Recent John Locke Foundation speaker Charles Cooke shares with National Review Online readers his thoughts about the latest developments in political correctness on college campuses.

That so-called liberal students are the problem here should come as no great surprise. And yet, for all the unconfined joy that conservatives will take from such clear and unadulterated admissions of this fact, the important part of [professor Edward] Schlosser’s essay in fact lies in the first clause of its headline, not the second. We already knew that our present discontent is the fault of the lunatic Left and its many young acolytes. What we did not know, however, is that their nominal allies within the academic and journalistic establishments would have such an early breaking point. If you want to take something crucial away from this story, notice who is doing the mourning: “I’m a liberal professor . . . ”

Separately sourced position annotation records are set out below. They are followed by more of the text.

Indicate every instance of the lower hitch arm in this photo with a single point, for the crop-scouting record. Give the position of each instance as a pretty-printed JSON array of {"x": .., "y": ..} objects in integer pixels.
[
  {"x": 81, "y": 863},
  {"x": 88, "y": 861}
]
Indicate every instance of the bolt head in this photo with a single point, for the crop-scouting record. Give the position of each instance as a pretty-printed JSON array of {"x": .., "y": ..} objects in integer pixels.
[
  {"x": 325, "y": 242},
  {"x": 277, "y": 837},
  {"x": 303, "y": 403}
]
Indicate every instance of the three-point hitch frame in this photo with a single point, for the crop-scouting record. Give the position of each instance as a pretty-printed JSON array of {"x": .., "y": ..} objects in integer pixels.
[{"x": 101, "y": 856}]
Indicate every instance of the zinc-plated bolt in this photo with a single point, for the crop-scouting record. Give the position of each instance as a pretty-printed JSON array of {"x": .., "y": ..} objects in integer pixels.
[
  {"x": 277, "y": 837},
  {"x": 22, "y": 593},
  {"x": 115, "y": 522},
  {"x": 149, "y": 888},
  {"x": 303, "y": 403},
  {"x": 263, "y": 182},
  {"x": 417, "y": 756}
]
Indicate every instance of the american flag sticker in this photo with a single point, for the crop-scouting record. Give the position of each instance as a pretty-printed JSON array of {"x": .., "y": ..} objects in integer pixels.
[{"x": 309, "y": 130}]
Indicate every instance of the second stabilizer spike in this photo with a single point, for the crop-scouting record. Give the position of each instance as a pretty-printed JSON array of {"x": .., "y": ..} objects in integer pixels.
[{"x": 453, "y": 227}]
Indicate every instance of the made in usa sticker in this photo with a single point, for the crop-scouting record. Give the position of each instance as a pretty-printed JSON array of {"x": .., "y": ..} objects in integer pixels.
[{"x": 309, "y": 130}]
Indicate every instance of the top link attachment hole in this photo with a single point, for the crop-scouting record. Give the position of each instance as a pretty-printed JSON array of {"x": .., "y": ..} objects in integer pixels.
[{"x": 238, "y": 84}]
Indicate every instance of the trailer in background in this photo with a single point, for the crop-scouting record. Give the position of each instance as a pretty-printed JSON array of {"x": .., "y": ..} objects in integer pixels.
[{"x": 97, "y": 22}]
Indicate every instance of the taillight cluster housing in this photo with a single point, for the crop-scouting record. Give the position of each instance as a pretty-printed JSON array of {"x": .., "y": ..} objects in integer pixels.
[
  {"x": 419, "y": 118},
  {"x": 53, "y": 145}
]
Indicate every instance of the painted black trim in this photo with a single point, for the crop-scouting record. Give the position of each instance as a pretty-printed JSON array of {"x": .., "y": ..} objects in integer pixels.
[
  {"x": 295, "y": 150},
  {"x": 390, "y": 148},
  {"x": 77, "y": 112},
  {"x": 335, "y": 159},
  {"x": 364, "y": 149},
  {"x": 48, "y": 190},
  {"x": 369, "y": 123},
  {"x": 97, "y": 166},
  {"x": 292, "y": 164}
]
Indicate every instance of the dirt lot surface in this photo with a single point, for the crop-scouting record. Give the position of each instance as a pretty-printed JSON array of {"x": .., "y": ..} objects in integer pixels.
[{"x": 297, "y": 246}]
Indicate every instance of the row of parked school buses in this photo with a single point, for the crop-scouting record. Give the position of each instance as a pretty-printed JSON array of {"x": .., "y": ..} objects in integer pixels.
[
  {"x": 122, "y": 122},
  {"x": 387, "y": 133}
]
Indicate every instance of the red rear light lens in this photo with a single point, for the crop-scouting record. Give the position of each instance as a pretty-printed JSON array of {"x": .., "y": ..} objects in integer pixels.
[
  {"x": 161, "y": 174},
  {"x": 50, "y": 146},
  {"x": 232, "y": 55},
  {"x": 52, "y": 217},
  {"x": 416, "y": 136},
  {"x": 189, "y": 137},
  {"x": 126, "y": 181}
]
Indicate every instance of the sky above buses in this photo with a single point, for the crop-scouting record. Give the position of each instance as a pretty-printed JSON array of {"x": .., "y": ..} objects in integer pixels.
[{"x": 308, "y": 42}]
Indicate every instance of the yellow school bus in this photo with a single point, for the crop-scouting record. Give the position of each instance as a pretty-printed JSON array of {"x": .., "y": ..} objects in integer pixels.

… I am not at all convinced that this is a sign that the “most recent wave of political correctness is cresting.” Rather, I suspect that it is merely in the process of mutating into a form in which it is less obviously damaging to progressive interests. That “backlash” that David notes? It’s not really a backlash at all. It’s a rearguard action. And that “concern” that we are supposedly hearing from Jezebel and The Nation? It is not the product of intellectual honesty or of a more general desire to institute academic liberty on campus; it’s a self-serving attempt to fight back against those revolutionaries who are eating their own. Here, Fredrik DeBoer’s horrified observation that “many good, impressionable young people run screaming from left-wing politics because they are excoriated the first second they step mildly out of line” is instructive. Of course Jonathan Chait is turning against political correctness and campus self-indulgence. Of course Vox’s editor, Ezra Klein, is now peddling lefty academics who are willing to stand up to the mob. Of course the good denizens of Jezebel are beginning to wonder aloud whether a feminism that eats the likes of Laura Kipnis is useful. If neo-McCarthyism “becomes a salient part of liberal politics,” Schlosser writes in his conclusion, then “liberals are going to suffer tremendous electoral defeat.” The American Left has started to rebel at the exact moment that its own interests are being hurt? Naturally. This isn’t about standards; it’s about power.